5. DK Eyewitness Top 10 Rome (Travel Guide) 2020
This travel guide is the annual book travel guide with the top 10 sightseeing you must visit in this beautiful city. The location of the town is closer to the carefree south of Italy than the bustling north. Yet Rome is not a city of stagnation. Throughout the 27 centuries of its existence, it has witnessed the birth and decline of various empires, the arrivals, and departures of popes and emperors, the flourishing and weakening of artistic movements. Even as a modern European city, Rome does not live off its old glory, but is actively fulfilling the role of a modern political and business center as it seeks to preserve its unique cultural heritage.

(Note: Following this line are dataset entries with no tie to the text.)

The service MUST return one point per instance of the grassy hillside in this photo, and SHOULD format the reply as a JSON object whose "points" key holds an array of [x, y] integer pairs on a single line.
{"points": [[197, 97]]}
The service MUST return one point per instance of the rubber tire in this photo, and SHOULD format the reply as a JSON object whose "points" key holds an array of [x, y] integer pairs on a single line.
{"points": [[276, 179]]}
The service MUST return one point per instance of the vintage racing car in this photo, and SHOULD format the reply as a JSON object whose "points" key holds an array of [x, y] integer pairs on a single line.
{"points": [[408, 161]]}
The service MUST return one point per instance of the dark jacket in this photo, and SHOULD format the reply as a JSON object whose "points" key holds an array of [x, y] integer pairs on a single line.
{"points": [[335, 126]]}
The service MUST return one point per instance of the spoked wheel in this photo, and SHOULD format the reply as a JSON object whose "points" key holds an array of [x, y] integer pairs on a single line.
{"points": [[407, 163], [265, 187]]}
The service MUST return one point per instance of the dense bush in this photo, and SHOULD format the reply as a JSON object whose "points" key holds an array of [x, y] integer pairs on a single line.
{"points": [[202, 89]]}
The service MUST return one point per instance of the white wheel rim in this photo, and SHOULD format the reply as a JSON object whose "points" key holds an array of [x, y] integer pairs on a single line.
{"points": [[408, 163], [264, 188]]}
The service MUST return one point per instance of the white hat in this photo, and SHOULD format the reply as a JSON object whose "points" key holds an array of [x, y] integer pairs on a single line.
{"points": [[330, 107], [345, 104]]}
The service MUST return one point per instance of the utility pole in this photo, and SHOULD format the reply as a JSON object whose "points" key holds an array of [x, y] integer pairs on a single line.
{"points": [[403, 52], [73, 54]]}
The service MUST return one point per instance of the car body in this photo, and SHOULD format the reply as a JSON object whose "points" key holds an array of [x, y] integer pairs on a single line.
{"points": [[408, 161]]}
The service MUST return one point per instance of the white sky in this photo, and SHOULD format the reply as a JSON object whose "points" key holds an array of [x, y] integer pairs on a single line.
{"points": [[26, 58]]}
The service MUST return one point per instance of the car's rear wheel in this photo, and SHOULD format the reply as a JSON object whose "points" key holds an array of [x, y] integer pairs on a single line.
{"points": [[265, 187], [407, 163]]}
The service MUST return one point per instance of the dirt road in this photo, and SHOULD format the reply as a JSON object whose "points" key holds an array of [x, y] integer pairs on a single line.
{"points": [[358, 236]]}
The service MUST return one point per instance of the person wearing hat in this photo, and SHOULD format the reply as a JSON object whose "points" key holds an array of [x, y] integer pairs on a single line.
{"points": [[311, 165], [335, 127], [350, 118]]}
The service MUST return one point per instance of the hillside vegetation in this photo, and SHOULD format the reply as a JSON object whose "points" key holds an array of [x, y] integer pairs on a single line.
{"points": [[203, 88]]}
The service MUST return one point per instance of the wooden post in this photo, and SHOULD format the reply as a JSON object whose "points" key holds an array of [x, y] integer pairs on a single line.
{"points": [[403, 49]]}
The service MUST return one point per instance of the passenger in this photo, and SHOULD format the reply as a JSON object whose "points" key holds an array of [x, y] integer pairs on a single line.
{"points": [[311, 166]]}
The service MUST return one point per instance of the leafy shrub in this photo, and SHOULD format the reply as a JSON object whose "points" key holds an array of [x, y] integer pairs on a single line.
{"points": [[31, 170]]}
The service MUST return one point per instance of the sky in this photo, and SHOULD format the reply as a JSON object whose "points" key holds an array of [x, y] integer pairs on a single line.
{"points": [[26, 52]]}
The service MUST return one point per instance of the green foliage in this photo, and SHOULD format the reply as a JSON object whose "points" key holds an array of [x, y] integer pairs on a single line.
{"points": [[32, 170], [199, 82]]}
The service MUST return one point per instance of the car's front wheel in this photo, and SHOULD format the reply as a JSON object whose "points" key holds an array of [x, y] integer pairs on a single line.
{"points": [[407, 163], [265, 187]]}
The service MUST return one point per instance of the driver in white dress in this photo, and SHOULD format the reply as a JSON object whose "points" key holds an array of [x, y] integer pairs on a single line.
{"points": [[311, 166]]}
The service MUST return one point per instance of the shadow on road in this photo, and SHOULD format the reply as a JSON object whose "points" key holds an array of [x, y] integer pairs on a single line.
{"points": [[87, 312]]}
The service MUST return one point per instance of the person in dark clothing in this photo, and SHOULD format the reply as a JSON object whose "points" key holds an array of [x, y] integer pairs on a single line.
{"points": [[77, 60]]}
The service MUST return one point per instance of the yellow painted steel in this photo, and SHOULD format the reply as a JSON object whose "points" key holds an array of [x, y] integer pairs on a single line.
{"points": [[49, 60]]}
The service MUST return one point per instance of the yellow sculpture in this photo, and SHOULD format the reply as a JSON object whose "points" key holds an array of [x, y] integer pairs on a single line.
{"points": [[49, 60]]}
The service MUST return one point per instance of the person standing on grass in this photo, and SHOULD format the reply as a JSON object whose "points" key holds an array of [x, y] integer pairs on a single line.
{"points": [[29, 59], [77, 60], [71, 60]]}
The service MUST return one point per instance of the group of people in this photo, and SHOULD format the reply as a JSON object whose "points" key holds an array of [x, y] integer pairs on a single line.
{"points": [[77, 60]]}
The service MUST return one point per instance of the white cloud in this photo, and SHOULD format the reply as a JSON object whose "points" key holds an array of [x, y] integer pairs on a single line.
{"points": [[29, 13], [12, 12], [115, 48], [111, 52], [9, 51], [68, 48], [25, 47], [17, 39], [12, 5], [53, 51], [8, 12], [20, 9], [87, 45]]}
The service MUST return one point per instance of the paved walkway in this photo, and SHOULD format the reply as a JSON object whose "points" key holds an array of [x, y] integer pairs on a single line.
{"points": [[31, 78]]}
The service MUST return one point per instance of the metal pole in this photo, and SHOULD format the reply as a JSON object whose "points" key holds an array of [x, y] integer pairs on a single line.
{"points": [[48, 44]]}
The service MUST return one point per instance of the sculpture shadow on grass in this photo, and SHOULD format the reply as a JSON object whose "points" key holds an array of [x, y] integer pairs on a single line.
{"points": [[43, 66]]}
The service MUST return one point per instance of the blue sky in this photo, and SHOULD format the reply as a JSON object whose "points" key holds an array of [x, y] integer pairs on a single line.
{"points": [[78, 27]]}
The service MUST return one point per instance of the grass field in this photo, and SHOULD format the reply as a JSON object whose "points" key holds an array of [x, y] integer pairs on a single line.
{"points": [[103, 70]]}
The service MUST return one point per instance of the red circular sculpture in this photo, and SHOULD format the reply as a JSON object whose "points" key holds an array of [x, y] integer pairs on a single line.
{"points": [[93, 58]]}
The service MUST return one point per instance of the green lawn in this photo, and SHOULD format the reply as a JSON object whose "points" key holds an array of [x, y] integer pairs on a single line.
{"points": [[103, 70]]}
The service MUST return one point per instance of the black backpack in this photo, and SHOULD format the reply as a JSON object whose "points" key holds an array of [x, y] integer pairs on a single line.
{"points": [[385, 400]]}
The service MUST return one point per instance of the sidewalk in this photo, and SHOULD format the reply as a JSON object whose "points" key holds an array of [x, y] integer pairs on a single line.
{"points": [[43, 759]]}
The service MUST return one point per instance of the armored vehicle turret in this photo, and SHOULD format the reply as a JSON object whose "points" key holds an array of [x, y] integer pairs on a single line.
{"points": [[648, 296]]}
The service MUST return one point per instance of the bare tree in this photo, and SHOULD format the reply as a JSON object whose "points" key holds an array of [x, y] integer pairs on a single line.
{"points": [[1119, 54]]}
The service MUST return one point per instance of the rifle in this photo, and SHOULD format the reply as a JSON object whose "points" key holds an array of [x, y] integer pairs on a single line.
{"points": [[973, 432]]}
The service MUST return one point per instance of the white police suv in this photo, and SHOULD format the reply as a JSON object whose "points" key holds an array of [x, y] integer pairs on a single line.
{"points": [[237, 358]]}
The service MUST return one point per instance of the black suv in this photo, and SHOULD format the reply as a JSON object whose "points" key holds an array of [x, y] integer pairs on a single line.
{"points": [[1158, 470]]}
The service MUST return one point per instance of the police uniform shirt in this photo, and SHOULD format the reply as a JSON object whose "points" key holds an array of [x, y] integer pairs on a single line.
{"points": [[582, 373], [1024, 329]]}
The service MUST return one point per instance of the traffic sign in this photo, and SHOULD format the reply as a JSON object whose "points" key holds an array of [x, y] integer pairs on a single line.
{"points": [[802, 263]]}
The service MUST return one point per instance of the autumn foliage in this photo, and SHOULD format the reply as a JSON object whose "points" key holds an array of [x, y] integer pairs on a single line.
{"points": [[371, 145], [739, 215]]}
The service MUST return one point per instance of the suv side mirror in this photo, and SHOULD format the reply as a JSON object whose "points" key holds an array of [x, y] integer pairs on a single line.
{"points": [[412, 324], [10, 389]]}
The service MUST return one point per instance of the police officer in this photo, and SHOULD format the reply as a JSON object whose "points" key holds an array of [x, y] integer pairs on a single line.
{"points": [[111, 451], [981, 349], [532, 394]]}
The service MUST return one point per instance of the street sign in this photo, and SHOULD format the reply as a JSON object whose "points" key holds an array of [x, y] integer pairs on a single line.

6. Glam Italia! 101 Fabulous Things to Do in Rome
A guide designed for as many adventure hunters as first-class travelers – perfect for every trip and pocket! It is easy to use and fits easily into any bag. Be sure to experience the best in the city of art, excellent cuisine and wine, beautiful shops, and lavish architecture. Discover the most beautiful places in the Vatican, the most attractive shops, the most significant Roman artists and their works, museums, and galleries. You have to visit areas of the best fun for your children, the most pleasant restaurants in all parts of the city, the most comfortable hotels for everyone’s pocket and much more in one of Europe’s oldest and most beautiful metropolises.
7. Fodor’s Rome (Full-color Travel Guide)
This book guide will help you make the most of your stay in Rome with the least practical difficulty. Carefully researched information and tips on hotels, shops, and markets, restaurants, and cafes, sports activities and entertainment are here. The book provides tips from locals as well as detailed city maps, so you don’t get lost.